So you’ve planned your seminar, got all the sales staff geared up and decided that the MD will give the opening address before handing over to John from R&D to do the technical bit. You’ve sent out invitations to all your customers and prospects, telling them that this is a must-attend event. You’ve bought a new mailing list of companies you believe will be interested in your new product and sent invitations to them too. You’ve booked a venue with capacity for seventy people. Finally, you got the sales team sitting down at the phones for a couple of days to follow up the mailers and confirm numbers.
Now it’s the day before the event and you have a total of twenty attendees, and you know from experience that at least a quarter of these will drop out. Fifty five empty seats! Disaster! Career ending! Embarrassing! You think “What have I done?”

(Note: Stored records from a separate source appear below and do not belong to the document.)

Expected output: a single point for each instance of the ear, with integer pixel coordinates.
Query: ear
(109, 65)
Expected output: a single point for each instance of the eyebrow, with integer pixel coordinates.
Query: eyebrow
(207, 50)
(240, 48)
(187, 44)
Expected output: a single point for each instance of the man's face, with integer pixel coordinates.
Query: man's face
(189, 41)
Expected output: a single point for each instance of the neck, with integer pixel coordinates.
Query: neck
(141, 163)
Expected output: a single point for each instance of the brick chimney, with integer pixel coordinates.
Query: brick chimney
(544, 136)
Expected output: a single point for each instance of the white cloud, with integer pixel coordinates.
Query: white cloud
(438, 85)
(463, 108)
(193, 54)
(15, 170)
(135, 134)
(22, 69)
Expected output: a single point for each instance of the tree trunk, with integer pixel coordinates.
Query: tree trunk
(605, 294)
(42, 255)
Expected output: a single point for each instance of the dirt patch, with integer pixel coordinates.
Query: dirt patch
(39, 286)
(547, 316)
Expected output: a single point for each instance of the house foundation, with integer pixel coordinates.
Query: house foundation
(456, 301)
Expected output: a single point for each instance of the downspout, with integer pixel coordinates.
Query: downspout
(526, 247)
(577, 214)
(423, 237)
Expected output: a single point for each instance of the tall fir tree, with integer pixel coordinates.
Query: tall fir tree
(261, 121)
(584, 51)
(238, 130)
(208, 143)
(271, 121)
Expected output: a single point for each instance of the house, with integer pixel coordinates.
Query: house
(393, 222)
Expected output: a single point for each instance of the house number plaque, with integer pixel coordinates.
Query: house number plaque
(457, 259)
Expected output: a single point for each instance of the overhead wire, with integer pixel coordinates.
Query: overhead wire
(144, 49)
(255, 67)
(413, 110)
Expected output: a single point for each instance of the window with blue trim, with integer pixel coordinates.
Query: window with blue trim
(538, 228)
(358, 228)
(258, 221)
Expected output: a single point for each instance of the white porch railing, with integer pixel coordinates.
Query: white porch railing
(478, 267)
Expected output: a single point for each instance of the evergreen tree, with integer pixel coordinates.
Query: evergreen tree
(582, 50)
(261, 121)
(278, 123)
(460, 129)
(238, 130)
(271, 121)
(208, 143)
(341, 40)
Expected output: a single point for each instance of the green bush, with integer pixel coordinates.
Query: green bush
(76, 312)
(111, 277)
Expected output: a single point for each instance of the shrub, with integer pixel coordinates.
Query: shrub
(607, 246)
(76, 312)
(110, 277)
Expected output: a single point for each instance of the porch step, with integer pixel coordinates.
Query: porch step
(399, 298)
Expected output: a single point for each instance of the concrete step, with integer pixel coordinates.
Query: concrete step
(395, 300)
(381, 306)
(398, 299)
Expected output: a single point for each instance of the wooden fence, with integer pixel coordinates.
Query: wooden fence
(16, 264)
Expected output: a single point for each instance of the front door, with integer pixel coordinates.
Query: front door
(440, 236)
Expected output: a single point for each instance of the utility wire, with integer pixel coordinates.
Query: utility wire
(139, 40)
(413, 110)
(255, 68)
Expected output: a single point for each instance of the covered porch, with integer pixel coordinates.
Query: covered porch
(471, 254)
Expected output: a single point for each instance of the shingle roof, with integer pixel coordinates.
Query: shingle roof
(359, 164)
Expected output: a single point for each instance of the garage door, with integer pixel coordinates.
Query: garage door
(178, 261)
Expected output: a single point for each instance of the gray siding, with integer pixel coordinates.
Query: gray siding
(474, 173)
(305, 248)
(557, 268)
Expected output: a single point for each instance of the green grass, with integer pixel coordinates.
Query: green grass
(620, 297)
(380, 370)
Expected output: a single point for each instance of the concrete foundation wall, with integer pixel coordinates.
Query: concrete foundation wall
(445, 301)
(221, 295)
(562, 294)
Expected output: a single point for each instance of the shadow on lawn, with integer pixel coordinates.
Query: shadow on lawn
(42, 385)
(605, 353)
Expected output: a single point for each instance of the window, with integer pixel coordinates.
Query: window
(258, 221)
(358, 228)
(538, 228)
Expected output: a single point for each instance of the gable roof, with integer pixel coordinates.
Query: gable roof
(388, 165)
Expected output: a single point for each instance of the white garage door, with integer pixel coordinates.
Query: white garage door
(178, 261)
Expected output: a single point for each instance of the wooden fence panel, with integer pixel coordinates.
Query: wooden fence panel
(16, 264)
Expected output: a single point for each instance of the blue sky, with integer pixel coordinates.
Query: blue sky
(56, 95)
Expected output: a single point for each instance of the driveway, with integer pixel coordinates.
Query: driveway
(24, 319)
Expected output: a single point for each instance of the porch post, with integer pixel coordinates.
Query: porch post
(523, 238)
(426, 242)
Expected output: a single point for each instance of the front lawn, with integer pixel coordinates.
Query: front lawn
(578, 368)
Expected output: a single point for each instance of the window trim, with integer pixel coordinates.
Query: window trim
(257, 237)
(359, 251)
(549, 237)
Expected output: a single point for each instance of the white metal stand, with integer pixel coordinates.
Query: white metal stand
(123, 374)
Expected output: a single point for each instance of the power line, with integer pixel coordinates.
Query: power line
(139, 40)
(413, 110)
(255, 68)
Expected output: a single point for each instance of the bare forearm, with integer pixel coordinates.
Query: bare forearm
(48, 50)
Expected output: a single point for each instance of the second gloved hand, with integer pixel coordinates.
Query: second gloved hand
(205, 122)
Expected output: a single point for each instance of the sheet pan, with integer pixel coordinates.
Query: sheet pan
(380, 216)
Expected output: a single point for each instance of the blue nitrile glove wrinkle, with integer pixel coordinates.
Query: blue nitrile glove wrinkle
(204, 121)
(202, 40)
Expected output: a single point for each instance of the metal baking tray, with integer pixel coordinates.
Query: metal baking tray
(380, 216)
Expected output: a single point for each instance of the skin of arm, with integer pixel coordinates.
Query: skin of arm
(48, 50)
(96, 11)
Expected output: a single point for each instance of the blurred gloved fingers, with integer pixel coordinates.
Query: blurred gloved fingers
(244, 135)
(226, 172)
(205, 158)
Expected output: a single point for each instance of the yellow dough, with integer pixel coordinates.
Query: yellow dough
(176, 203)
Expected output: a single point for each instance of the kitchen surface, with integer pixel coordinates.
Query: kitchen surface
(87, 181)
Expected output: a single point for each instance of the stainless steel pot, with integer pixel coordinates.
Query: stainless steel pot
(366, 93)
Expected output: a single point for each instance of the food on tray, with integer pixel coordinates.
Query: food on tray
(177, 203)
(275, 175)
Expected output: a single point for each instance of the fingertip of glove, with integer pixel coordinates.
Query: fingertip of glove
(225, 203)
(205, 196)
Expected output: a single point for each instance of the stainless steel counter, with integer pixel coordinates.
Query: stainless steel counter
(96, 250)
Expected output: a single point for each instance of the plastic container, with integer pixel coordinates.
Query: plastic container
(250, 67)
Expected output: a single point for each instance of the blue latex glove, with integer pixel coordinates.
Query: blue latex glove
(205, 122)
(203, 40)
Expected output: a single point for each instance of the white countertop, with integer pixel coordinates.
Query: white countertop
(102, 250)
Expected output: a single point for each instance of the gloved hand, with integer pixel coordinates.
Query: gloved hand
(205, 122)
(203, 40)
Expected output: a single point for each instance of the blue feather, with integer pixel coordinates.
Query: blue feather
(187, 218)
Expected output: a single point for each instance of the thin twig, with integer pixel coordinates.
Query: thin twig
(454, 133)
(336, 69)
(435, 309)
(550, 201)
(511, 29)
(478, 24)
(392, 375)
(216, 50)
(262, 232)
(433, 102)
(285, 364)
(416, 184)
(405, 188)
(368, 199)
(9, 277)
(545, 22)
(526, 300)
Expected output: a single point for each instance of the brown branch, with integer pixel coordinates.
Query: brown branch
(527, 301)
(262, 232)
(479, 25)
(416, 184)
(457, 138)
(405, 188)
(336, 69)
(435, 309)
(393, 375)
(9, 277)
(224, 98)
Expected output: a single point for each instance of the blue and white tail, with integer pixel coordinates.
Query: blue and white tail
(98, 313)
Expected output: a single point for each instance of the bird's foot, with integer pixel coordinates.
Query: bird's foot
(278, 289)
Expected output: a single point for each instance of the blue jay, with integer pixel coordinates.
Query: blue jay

Well, let’s just think for a minute about what you actually have done.
You’ve expanded your database. You now have a validated database (It’s been checked by all those calls the sale people made) which can be used for your marketing activity for the next few years.
You’ve written to all your customers and prospects and told them that you are launching an important new product. They needed to know!
Your sales people have phoned all these companies and will have spoken with a good proportion of them. As your sales team is professional in their approach, they have filled up their diaries with appointments to see the people who weren’t able to come. They’ve also ruled out those who do not have a need for what you are offering, further cleansing the database, and have set future call-back dates for those who are not ready for that. One or two salespeople have even turned up enquiries for other products, simply by talking to customers – how radical is that!
Not bad really. In fact, pretty damn good!
Of course, you also rang the venue the day before and got the seminar changed to a smaller room – you wanted it small and informal anyway!
Once the event is over, your sales people will get back on the phone and contact the few who said they would come and didn’t “Don’t worry”, they can say “let’s set a date for us to meet so I can give you the essence of what was covered.” They can then call the others, tell them they missed a very interesting seminar and continue the selling process from there.
An event is a focal point. It’s a reason to contact people. It is not the end in itself. The aim is to sell your products or services, not to fill a room for a couple of hours. If you plan it with this in mind, and make sure your management and colleagues are aware that this is how it works, you can see that the event is just another step in a successful marketing/sales strategy. Ask yourself, would you rather look back in six months or so and say “We had a great event, shame the sales figures didn’t match up” or would it be better if you could talk about your glowing sales figures?
The old adage of the three most important things in sales being follow up, follow up and follow up is as true here as it in any other area of sales activity. And with that in mind, don’t forget to follow up the ones who actually did attend too!